Краска обиды залила лицо Павлика. Это же было оскорбление, явное издевательство, она смеялась над ним в глаза… а в это время за спиной его послышался сдержанный почтительный смех, и маленький тучный человек вышел из той же ложи, окруженный любезными чиновниками, из которых один, старенький, лысый, легонько отодвинул гимназиста Павлика, заступившего дорогу начальнику губернии.
Смеясь, беседуя о чем-то веселом, прошли все мимо Павла, и тот видел на себе несколько мгновений рассеянный взгляд близоруких глаз, блиставших в пенсне, и снова отошел в угол и потом начал бродить по коридору, с еще большей яростью бормоча:
— Стриженая, рыжая! Вышла за дурака. Губернатор дурак. — И опять шел левой-правой. — Губернатор — дурак.
…Он одевался после спектакля в кучке смеющихся девиц, когда вновь, в третий раз, увидел на себе тлеющий взгляд сапфировых глаз.
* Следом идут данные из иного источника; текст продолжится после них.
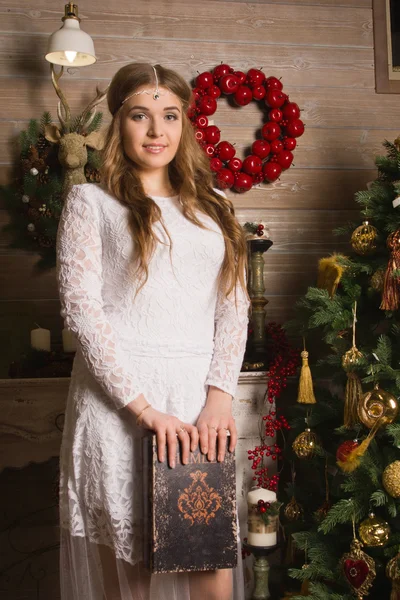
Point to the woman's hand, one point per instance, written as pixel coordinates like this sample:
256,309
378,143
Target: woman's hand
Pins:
169,430
214,422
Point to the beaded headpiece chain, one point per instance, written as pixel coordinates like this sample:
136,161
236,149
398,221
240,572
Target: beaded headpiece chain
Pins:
156,93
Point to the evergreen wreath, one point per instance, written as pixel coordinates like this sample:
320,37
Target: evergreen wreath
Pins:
34,199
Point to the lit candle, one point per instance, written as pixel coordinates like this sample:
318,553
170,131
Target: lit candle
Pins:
69,342
40,339
259,533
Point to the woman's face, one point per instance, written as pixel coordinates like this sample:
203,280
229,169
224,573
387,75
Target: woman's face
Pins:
151,129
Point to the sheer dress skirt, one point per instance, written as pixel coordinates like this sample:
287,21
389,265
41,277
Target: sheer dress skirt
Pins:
101,492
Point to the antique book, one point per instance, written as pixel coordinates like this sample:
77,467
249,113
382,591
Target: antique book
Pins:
190,512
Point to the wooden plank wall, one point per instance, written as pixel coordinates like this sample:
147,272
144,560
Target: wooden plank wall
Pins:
322,50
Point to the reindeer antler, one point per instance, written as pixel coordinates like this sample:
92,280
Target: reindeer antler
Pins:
66,119
91,108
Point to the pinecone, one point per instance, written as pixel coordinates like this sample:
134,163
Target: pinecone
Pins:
42,143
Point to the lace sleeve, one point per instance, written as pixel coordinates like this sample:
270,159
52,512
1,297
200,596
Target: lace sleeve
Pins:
79,274
229,340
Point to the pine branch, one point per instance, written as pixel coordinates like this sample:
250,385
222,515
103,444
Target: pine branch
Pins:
379,498
340,513
45,120
393,430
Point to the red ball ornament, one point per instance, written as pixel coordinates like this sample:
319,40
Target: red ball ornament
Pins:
291,111
295,128
197,93
271,171
259,92
275,114
225,151
192,112
207,105
243,95
258,178
255,77
252,164
209,149
276,146
280,129
213,91
285,159
229,83
235,164
243,182
261,148
225,179
275,98
345,448
212,134
216,164
221,70
204,80
199,135
272,83
241,76
270,131
201,121
289,143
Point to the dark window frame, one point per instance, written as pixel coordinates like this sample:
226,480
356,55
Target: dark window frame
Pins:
387,81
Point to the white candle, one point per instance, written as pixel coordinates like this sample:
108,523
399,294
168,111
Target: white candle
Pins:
260,534
40,339
69,341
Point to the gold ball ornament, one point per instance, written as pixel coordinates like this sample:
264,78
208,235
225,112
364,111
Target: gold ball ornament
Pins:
364,238
391,479
374,531
351,359
393,568
293,510
377,280
305,443
377,404
393,241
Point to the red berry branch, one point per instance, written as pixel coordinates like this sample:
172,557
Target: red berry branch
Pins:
283,362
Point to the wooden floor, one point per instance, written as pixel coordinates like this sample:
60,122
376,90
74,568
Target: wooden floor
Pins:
29,533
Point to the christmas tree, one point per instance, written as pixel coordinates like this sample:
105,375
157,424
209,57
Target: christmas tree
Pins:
342,506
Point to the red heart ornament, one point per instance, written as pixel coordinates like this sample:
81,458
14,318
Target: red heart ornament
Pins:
356,572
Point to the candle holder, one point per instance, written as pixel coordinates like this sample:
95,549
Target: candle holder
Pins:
260,569
258,242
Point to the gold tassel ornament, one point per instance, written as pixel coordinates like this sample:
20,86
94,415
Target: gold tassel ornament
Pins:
329,273
306,388
353,391
391,295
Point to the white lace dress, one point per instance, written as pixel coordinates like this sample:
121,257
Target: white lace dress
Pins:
177,337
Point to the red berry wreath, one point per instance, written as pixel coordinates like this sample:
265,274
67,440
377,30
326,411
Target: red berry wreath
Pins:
270,155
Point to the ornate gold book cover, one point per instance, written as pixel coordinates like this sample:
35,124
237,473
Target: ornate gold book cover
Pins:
190,512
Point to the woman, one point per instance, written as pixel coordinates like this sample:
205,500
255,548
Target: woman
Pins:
151,271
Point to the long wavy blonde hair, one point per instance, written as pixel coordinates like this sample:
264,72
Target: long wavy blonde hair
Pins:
189,174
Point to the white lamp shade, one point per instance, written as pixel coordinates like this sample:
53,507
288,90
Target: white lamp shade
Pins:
71,39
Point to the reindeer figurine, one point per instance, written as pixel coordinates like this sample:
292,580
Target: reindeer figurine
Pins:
72,153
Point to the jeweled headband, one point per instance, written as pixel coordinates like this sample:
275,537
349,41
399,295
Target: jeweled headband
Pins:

Как обожженный, он вскинул голову. Прямо на него от стены, заполненной полицейскими, смотрели волшебные горькие призывающие глаза, и было в них столько тоски и боли, что, ошеломленный, растерянный, Павел бросил всех барышень и пробежал по ступеням вниз.
Поражен был он и не знал, что думать. Что было с нею? Почему так вела себя она? Что означали ее дерзкое, надменное поведение и ее призывающий взгляд?..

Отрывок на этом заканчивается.